On Day 12 of the March Slice of Life Challenge, I am celebrating 12 truths I have observed during Reading Workshop with my Grade 4 & 5 class this year. This is six months in with an intermediate classroom. Some of my learning is new. Some has been confirmed yet again.
- There needs to be daily time to read during class. If special events happen, a space for reading still needs to be found. This is non-negotiable.
- Reading culture is strengthened by peer recommendations, hype about popular books and a buzz about new titles. Readers need to be immersed in a reading culture. The contagion factor of book love is the most true thing of all when it comes to helping readers develop reading lives.
- “Just for you” matters. A book stack selected for a specific reader’s perusal is a bridge on the road to independent book selection. When I hold up a book to a child and say “This is a {insert child’s name here} book” I can almost guarantee they will read it.
- Provide lessons on book abandonment. Reiterate what you have said throughout the year. Support these choices. Smile as enthusiastically when the book goes back on the shelf unread as when a book is taken off the shelf to be read.
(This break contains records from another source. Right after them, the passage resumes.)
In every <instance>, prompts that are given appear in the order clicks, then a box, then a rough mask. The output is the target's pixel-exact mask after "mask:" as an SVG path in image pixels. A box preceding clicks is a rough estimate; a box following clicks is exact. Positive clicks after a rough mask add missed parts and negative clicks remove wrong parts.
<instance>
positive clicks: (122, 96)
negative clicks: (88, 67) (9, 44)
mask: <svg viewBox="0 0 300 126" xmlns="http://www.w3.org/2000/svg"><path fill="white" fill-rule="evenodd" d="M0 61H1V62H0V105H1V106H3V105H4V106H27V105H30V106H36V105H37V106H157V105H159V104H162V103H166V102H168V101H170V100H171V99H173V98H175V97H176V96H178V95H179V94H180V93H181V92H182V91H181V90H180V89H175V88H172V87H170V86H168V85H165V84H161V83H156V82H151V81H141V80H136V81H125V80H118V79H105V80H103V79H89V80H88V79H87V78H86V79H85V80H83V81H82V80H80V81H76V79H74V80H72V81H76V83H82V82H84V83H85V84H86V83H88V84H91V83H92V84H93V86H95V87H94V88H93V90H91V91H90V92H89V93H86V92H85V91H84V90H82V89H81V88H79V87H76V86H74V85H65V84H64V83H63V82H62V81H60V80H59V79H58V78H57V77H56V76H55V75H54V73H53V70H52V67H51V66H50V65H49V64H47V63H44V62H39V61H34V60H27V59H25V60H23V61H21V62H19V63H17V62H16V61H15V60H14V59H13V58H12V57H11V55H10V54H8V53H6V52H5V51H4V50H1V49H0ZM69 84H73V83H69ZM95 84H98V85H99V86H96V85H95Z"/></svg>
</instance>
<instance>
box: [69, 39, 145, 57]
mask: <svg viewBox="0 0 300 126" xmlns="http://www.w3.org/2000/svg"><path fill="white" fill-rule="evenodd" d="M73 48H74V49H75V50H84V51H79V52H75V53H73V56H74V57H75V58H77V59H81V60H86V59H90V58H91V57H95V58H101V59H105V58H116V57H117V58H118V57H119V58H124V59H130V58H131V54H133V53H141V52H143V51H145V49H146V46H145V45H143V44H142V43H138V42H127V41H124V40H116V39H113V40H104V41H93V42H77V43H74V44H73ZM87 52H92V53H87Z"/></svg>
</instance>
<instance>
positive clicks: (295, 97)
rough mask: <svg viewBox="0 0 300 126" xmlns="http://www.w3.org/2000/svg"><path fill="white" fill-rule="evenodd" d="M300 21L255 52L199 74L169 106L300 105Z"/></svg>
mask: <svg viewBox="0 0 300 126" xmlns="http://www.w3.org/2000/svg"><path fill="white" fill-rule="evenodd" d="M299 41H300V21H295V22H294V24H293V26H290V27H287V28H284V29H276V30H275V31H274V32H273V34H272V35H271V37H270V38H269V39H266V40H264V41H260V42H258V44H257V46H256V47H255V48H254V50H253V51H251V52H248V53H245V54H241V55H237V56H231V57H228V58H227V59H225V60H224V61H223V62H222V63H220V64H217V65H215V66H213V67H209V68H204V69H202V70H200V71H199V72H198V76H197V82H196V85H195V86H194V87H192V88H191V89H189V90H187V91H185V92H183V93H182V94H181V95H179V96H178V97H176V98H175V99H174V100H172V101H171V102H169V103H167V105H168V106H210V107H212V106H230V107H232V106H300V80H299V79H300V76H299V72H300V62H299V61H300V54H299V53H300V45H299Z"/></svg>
- Let there be too many books. Celebrate the overstuffed book box. Happily diagnose “book-lover-itis” disease. Let there be room for enthusiasm and then teach how to prioritize, how to read more than one book at a time and how to save some for later.
- Make sure there is a huge selection of books in your classroom library: books from all genres, short books, long books, books that are light and books that are heavy. Picture books matter. Nonfiction matters. Poetry matters. Graphics matter. I can look around the room and see one child reading Dory Fantasmagory by Abby Hanlon and another one reading A Night Divided by Jennifer A. Nielsen. A range of books sustains a range of readers with all kinds of moods, skills and interests.
- If a child is choosing books beyond his/her reading level, don’t fuss around them too soon. Give permission to truly choose freely. Guide and suggest. Don’t limit and direct. They will find their books.
- Don’t discount a reader reading graphic novel after graphic novel. This child is really reading. Really reading real books. This is not a warm up for novels. This is a reader loving a specific format. I had one boy read 17 graphic novels in a row and then he read a non-graphic novel for Book Club. Now he knows he can read a larger variety of books. Options have opened up. But he has been reader building reading skills all along. There are many books in his future including, I am sure, at least 17 more graphic novels.
- Reading a series helps to develop reading comprehension. The child reading book 6, 7 or even 11 or 12 of a beginning series is building amazing fluency, sense of plot and story and learning to navigate new words without any storyline confusion to get in the way. I first read about this from author Jim Trelease and it has never felt so true as with these 8, 9 and 10 year old readers.
- When conferring with students, be specific in your conversations but also think about asking every child the same question over a week or two of conferences to get the flavour of the room. Questions like: “What’s working?” “What’s next?” “What is challenging you?” are great broad questions that everyone can answer. They help the teacher shape the next mini-lessons that need to be taught.
- Be really explicit when teaching reading goals. When readers are reading a longer chapter book, hundreds of pages can seem daunting. I bring out a pile of sticky notes and we write dates on the top and split up the reading. Students love adjusting these if they read ahead or miss a night. Small goals make a longer book seem manageable,
- Know when to hang back and when to swoop in. I watch body language when children are book shopping. When I see casual browsing, hunting for a specific title or stack building, I am not needed. Aimless wandering? Loud sighing? Pacing in front of the book shelf? I make myself available. I remind about the “Want to Read list”, we look again at which genres we haven’t read, we discuss books that have worked and why. Usually, this gets everything back on track.
If you teach with a Reading Workshop model, what are the truths in your room?
I am participating in the Slice of Life challenge to write and publish a post every day in March.